We found that correlation can have a substantial impact on the expected uniformity of p-values under the null hypothesis, for exclusively normally distributed random variables, even when it is completely consistent across experiments, and even when it is small in magnitude. For example, Table 1 indicates that in the setting of 500 variables per experiment and under the null of no group differences, when the correlation is 0.1 for each clinical trial, uniformity of p-values is rejected with probability greater than 0.25. When the correlation varies across experiments and ranges from 0.4 to 0.9, this rejection probability is greater than 0.95. This qualitative result is also seen in the setting of 17 variables per clinical trial, though at higher levels of correlation and with rejection probabilities of up to 0.40.

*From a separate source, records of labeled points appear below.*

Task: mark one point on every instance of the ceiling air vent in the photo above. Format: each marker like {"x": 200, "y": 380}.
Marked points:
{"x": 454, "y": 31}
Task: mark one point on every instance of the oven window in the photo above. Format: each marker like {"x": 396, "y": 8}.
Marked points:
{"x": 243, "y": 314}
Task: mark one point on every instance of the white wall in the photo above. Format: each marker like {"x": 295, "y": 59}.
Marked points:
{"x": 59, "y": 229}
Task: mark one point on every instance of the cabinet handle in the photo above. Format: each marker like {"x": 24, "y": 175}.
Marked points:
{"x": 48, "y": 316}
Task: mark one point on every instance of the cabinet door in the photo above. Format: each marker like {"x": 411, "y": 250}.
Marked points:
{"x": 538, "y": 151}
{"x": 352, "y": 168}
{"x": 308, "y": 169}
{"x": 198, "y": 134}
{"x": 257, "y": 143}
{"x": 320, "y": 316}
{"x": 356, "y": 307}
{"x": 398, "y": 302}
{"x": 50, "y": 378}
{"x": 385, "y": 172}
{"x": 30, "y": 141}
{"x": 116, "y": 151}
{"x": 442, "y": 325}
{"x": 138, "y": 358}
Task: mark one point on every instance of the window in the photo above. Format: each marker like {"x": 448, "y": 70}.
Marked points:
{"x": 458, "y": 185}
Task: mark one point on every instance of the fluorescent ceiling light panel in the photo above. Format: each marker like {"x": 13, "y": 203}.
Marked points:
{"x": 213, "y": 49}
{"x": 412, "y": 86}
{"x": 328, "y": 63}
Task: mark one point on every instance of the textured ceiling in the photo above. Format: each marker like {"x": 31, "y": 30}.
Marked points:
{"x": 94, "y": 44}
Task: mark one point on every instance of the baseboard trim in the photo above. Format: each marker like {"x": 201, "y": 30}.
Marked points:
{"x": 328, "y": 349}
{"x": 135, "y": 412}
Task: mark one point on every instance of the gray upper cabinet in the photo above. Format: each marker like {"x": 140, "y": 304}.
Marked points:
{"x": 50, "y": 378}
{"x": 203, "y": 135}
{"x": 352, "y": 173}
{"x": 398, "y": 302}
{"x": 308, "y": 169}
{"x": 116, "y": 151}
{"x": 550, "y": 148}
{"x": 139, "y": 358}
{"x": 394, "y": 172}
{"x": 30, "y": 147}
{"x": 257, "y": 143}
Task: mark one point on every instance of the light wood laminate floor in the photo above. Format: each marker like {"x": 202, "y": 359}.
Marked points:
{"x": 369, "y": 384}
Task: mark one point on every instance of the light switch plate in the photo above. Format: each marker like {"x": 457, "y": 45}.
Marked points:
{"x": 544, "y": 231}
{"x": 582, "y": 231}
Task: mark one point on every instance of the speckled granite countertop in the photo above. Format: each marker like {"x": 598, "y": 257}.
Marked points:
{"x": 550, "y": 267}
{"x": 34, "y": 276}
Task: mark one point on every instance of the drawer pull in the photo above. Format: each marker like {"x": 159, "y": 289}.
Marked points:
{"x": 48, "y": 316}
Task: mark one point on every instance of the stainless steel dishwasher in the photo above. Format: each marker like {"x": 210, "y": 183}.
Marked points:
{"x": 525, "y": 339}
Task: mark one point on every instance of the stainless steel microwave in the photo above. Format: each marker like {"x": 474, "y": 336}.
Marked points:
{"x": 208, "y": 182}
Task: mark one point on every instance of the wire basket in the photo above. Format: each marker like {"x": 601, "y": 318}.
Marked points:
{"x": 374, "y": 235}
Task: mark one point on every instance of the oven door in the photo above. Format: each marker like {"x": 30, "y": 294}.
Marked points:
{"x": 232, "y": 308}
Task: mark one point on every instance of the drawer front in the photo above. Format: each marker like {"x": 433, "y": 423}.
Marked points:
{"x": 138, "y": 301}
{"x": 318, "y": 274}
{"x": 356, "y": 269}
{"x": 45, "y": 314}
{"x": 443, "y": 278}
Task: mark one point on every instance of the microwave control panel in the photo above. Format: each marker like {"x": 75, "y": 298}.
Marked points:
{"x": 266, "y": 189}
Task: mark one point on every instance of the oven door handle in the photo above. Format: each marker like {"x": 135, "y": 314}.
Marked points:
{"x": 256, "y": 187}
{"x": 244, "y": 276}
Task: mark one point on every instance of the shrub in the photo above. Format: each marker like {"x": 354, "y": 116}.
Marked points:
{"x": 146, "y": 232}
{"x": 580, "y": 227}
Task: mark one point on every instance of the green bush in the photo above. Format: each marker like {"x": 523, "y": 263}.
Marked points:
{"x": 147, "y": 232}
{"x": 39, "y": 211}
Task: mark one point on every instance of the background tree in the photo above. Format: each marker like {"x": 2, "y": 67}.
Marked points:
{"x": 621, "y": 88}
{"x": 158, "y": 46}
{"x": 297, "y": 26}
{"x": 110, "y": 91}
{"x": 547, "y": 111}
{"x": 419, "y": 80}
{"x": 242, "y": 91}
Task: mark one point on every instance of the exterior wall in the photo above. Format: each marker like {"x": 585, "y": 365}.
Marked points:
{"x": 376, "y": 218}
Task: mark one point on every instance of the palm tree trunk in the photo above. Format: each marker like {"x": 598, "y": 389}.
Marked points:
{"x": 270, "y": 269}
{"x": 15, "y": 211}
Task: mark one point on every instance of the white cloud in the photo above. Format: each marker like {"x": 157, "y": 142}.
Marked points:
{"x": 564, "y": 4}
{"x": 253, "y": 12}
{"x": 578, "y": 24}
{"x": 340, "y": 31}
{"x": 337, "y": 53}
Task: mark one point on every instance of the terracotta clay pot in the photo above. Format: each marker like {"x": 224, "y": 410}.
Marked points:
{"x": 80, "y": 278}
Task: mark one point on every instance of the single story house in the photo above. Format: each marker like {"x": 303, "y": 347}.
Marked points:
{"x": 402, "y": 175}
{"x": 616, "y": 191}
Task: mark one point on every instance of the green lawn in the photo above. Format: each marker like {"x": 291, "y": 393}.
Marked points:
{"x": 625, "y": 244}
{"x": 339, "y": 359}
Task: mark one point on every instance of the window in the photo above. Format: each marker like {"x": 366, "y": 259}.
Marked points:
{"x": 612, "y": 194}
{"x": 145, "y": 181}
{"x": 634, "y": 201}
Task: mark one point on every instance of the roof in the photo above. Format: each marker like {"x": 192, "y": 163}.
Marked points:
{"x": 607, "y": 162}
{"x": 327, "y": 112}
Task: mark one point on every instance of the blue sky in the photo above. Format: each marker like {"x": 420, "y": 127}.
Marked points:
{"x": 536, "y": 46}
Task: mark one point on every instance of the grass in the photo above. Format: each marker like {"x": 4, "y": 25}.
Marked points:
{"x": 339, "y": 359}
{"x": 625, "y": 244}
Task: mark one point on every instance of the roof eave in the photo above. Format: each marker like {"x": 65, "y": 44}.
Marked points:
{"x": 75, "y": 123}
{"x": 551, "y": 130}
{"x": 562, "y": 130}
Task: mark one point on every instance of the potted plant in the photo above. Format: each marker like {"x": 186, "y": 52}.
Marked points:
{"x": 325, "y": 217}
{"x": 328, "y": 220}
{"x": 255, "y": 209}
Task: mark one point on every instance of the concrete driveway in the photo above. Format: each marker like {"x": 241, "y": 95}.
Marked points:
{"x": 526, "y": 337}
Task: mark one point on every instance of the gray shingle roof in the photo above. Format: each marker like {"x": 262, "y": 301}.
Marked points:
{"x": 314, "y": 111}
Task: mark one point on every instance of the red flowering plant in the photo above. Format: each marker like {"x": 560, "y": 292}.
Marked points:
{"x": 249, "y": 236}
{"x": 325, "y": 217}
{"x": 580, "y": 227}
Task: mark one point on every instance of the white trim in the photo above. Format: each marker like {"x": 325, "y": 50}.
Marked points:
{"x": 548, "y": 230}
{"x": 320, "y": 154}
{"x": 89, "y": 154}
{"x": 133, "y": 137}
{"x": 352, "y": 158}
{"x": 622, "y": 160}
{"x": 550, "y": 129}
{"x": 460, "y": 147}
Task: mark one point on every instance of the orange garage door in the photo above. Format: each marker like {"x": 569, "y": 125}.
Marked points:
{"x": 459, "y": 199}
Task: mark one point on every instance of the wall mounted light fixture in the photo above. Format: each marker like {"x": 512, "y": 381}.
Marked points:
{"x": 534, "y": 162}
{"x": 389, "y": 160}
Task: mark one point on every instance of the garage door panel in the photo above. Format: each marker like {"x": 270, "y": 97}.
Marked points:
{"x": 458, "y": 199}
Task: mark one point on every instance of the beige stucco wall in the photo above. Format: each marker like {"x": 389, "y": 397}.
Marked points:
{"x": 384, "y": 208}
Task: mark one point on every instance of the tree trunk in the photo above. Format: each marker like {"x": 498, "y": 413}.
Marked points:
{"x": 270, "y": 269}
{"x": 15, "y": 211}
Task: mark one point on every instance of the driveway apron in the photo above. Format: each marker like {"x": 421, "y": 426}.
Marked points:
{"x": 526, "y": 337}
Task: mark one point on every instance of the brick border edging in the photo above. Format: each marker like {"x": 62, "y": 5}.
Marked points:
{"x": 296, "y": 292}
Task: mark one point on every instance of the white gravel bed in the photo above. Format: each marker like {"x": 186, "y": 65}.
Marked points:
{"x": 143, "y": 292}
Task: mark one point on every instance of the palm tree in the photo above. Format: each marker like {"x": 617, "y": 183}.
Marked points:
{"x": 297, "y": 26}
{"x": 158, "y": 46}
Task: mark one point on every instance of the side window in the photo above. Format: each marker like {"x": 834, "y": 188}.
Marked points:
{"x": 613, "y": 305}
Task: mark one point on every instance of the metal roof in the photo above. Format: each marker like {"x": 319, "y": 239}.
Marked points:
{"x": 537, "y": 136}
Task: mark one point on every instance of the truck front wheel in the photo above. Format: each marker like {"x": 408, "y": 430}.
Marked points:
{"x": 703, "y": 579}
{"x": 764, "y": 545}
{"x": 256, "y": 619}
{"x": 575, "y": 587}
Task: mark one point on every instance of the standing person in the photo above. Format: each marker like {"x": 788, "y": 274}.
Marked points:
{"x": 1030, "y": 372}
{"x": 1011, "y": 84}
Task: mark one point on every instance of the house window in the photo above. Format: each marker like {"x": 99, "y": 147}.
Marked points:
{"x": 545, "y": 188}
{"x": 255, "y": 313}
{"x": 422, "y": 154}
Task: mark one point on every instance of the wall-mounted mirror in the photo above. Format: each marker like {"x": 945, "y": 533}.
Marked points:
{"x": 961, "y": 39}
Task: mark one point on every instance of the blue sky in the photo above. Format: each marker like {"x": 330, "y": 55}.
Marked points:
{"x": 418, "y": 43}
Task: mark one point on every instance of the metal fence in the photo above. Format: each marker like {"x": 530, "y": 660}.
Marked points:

Based on our simulations, the results of Bolland et al. [1] are reliable only in the case of zero correlation among the 17 baseline variables that were measured in the clinical trials. This is not a plausible scenario. We conclude that such statistical techniques should be applied with extreme caution given that very low p-values, which are taken as evidence against the null of valid randomization, can result even under the null. Our simulation study shows that this happens even in the presence of a low level of correlation that is consistent across trials, and even with no correlation in the presence of binary variables. Given that these results may lead to the impugning of researchers’ reputations, it is essential to thoroughly examine the behavior of such statistical tests in a wide range of plausible settings before employing them to examine data integrity. More generally, we have demonstrated that the use of tests for goodness of fit to uniformity as a means of testing a global null hypothesis can be quite misleading in the presence of correlation among subsets of variables. One possible alternative approach if randomization of a clinical trial were in question would be to test for uniformity one variable at a time, and to correct for multiple testing across the 17 variables.

## References

- 1. Bolland MJ, Avenell A, Gamble GD, Grey A. Systematic review and statistical analysis of the integrity of 33 randomized controlled trials. Neurology 2016;87:2391–2402. pmid:27920281
- 2.
Gross RA. Statistics and the detection of scientific misconduct.
*Neurology*2016; 86:1–1 - 3. Bland M. Do baseline p-values follow a uniform distribution in randomised trials. PLoS One 2013;8:1–5.